By Mike Woitalla
In 2007, Major League Soccer created the Youth Development Initiative, requiring its clubs to field youth teams.
Five years later, Commissioner Don Garber says that the league-wide investment in youth development is about $20 million a year.
“There was a time when our entire salary budget wasn’t $20 million a year,” Garber said. “Clearly developing young players is one of our top priorities.”
The Commissioner added that the investment has not paid off yet, but that the league is determined to forge ahead on the youth front.
“We will continue to invest massive amounts of money in our academy programs and our reserve league,” Garber said during his State of the League press conference on Monday. “We are very focused on doing everything we can to build a pyramid and take responsibility for growing the game in this country. We benefit by that obviously with access to young players, but probably as important, the league continues to want to take a leadership position in growing the game overall. … We know how important that is to help our country be better on the national team level.
“We’ve got a great partner in adidas that supports this effort. Those Generation adidas players in essence are an incentive for our clubs to have on their rosters in that they don’t count against the cap.”
Six MLS clubs -- D.C. United, New York, Columbus, Chicago, Chivas USA and Colorado -- fielded teams in the inaugural 2007-08 season of the U.S. Development Academy in its U-15/16 and U-17/18 leagues. This season, 17 of MLS’s 19 clubs field teams in the Development Academy, which in 2013 is expanding to U-13/14. (Toronto does not take part; the Philadelphia Union affiliates with PDA, FC Delco and PA Classics.)
A big benefit of MLS’s expansion into the youth game has been providing cost-free soccer to elite players. But five years since the Youth Development Initiative, we’ve yet to a significant impact of homegrown players with their MLS clubs’ first teams.
Of the 57 players MLS clubs have signed to homegrown contracts, only 29 played in the 2012 season. Of those 29, only six could be classified as regulars: Chivas USA's Juan Agudelo, D.C. United's Bill Hamid and Andy Najar, New York's Connor Lade and Toronto FC's Ashtone Morgan and Doneil Henry.

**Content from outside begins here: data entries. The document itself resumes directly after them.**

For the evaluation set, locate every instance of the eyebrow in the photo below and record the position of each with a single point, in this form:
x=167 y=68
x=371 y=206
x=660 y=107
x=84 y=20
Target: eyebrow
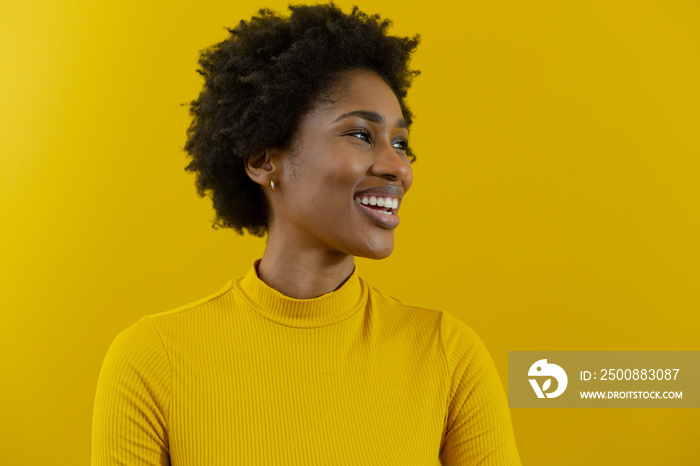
x=370 y=116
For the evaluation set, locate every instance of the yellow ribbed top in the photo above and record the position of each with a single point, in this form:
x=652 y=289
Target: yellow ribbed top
x=249 y=376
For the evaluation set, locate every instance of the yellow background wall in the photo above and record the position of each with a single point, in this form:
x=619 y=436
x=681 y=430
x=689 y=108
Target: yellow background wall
x=555 y=204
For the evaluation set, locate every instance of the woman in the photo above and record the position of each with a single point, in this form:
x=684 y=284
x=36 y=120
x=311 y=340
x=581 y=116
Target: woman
x=301 y=133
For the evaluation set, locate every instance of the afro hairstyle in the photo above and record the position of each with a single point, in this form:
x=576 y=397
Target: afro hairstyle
x=263 y=79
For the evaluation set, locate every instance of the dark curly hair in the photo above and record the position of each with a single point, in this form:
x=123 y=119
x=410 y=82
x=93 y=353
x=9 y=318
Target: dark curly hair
x=263 y=79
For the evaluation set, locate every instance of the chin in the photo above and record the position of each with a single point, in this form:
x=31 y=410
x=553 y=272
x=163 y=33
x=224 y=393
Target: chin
x=379 y=250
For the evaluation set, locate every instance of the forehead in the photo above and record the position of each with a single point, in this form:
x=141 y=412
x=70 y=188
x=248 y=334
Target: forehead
x=360 y=90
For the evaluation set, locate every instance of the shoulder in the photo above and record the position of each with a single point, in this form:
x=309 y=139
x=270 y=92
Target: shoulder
x=455 y=337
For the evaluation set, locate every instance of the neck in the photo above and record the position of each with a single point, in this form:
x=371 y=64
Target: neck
x=303 y=273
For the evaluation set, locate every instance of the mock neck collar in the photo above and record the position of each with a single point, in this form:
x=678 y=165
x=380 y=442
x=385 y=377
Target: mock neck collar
x=324 y=310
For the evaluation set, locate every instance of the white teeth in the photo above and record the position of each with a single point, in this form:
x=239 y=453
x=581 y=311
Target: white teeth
x=388 y=202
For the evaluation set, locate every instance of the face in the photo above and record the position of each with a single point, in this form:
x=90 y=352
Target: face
x=342 y=183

One solution would be to force clubs to give a minimum of playing time to homegrown players. UEFA requires teams to include a minimum of eight homegrown players in their 25-man squads to be eligible for its competitions.
The Mexican league, in 2005, introduced the rule known as Regla 20/11, which required first division teams to give at least 1,000 minutes of action to players under the age of 20 years-11 months during a season or be penalized with points subtractions. Mexico dropped the Regla 20/11 in 2011 because it was no deemed longer necessary.
Garber says MLS has contemplated such a rule.
“We have we have spent a lot of time, as recently as two-three weeks ago, when we had a competition and technical meeting, talking about the concept of mandatory play for young players,” Garber said. “We’ve done a lot of research on it. We’re certainly mindful of the success Mexico has had. We’re not sure if that success was driven by the mandatory rule as much as it’s driven by just a massive commitment by the league working in partnership with the federation down there.
“It’s hard to argue that they haven’t been incredibly successful.”
For their part, MLS clubs have increasingly looked to imported foreign talent. Coaches, whose tenures end quickly if the results aren’t good, can be reluctant to give youngsters a chance. Perhaps they should be forced to place faith in what their clubs are doing at the youth level.
And mandating a reasonable amount of playing time to homegrown players would end up rewarding the clubs that have invested well in player development.
Wouldn’t that be the obvious final piece in the puzzle of MLS’s quest to improve American soccer?